By Chelsea McBroom
March 14th, 2014
Grocery shopping in other parts of the world is not like grocery shopping in North America. The Picton Castle‘s agent here in Papeete drove me, our new cook Lily, Anne-Laure (apprentice and our French translator for the day) and Maria to the Carrefour – the biggest grocery store in town similar to a Superstore. None of us truly understood the amounts of food we would be purchasing.
Lily had organized a list, categorizing the items in a way she thought the store’s aisles would be grouped and sent us to gather each category on our own. Each of us had a shopping cart about the size of a wagon, what I think to be the average sized shopping cart, and very soon I realized we would need many more.

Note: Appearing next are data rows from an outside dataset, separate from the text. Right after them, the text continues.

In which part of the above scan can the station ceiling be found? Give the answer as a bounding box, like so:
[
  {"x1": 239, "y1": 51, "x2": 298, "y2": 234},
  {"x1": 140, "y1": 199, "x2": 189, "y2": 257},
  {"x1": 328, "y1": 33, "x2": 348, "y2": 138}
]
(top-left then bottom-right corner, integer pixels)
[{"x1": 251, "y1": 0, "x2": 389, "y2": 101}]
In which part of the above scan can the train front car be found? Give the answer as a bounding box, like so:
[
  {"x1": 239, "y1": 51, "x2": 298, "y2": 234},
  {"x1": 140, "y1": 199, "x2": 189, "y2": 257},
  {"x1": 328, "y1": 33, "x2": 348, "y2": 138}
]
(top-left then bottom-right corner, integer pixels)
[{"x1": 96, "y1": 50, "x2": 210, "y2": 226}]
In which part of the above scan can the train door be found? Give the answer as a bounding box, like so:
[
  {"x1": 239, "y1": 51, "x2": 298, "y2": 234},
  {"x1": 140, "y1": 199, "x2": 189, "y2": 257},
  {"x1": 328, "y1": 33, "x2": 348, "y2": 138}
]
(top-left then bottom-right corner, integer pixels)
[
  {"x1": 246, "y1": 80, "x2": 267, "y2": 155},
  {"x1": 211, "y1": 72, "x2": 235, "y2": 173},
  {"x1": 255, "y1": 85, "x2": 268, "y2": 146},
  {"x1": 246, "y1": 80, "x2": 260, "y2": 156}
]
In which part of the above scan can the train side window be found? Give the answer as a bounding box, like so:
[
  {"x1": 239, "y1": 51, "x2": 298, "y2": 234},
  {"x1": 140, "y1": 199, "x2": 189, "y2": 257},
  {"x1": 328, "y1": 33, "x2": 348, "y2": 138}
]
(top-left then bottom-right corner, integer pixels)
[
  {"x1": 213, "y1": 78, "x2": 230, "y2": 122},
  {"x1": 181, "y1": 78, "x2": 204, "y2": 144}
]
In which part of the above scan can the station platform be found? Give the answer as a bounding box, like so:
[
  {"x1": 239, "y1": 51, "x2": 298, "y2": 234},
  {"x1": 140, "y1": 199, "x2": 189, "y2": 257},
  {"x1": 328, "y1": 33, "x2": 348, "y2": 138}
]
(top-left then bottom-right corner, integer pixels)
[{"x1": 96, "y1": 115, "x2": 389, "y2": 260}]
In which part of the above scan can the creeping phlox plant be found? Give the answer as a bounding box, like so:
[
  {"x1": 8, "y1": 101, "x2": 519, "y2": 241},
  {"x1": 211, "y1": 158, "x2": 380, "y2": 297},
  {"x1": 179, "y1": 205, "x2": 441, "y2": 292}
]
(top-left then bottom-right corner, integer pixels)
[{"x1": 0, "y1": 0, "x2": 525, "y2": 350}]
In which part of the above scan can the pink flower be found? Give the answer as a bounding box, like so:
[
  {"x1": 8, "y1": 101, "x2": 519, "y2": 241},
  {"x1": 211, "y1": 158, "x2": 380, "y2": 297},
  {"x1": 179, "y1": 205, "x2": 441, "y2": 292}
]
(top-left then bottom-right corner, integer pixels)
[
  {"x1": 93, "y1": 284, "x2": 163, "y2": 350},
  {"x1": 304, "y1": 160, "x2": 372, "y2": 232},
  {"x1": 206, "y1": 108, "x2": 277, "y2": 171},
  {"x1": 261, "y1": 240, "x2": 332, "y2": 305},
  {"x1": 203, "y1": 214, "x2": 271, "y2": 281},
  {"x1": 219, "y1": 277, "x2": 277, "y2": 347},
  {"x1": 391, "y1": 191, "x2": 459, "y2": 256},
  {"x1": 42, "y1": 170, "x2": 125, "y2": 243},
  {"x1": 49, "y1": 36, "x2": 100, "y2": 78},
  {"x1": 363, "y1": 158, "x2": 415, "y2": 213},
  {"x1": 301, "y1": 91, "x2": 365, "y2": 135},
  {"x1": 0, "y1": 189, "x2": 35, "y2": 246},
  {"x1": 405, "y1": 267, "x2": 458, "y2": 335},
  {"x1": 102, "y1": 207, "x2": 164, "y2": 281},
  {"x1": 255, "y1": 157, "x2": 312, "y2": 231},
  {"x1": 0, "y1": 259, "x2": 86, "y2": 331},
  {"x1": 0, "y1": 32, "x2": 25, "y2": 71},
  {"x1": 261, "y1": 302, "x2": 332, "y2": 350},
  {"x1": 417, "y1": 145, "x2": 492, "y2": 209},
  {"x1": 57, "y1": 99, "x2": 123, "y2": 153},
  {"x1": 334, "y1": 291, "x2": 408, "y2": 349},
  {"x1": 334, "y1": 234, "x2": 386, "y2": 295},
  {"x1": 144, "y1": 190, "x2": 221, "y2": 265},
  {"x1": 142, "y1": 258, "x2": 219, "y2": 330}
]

My first mission was pasta and rice. The list told me to get about 20kg each of fusilli, spaghetti, bowtie and elbow. I threw fusilli, spaghetti and some bags of bowtie into the cart and realized there wasn’t room for anything more. I awkwardly threw my weight behind the cart, guiding it over to where Lily might be so we could figure out what to do next. We decided we would gather our full carts and place them in front of a couple closed cashier isles at the far end until we were done and ready to pay for it all.
And so the madness really began, and it continued for about five hours. I filled bags with tomatoes, green peppers, apples, cabbage, carrots and more, realizing very quickly that they needed to be weighed and labelled before they could be bought. For some reason things like pasta and rice were in very separate sections of the store and since they didn’t have signs in French or English, we found ourselves speeding through aisle after aisle scanning the shelves for what we were looking for. The employees were friendly and tried to help us; they knew looking at us that we were in the same group when we were found searching for an item, but often the language barrier prevented it. On more than one occasion, as I went to drop off a full cart, I would see a kid looking at the piles in awe and counting them in French.
We left frozen items for last and Maria and I ran to grab them as the others started to place everything on the conveyor belt to be rung through. The girl working at the cash kindly turned away people trying to wedge themselves into our line and bagged groceries even though that wasn’t something they did at the store regularly. Clearly our lineup of about 20 full shopping carts was a cry for help.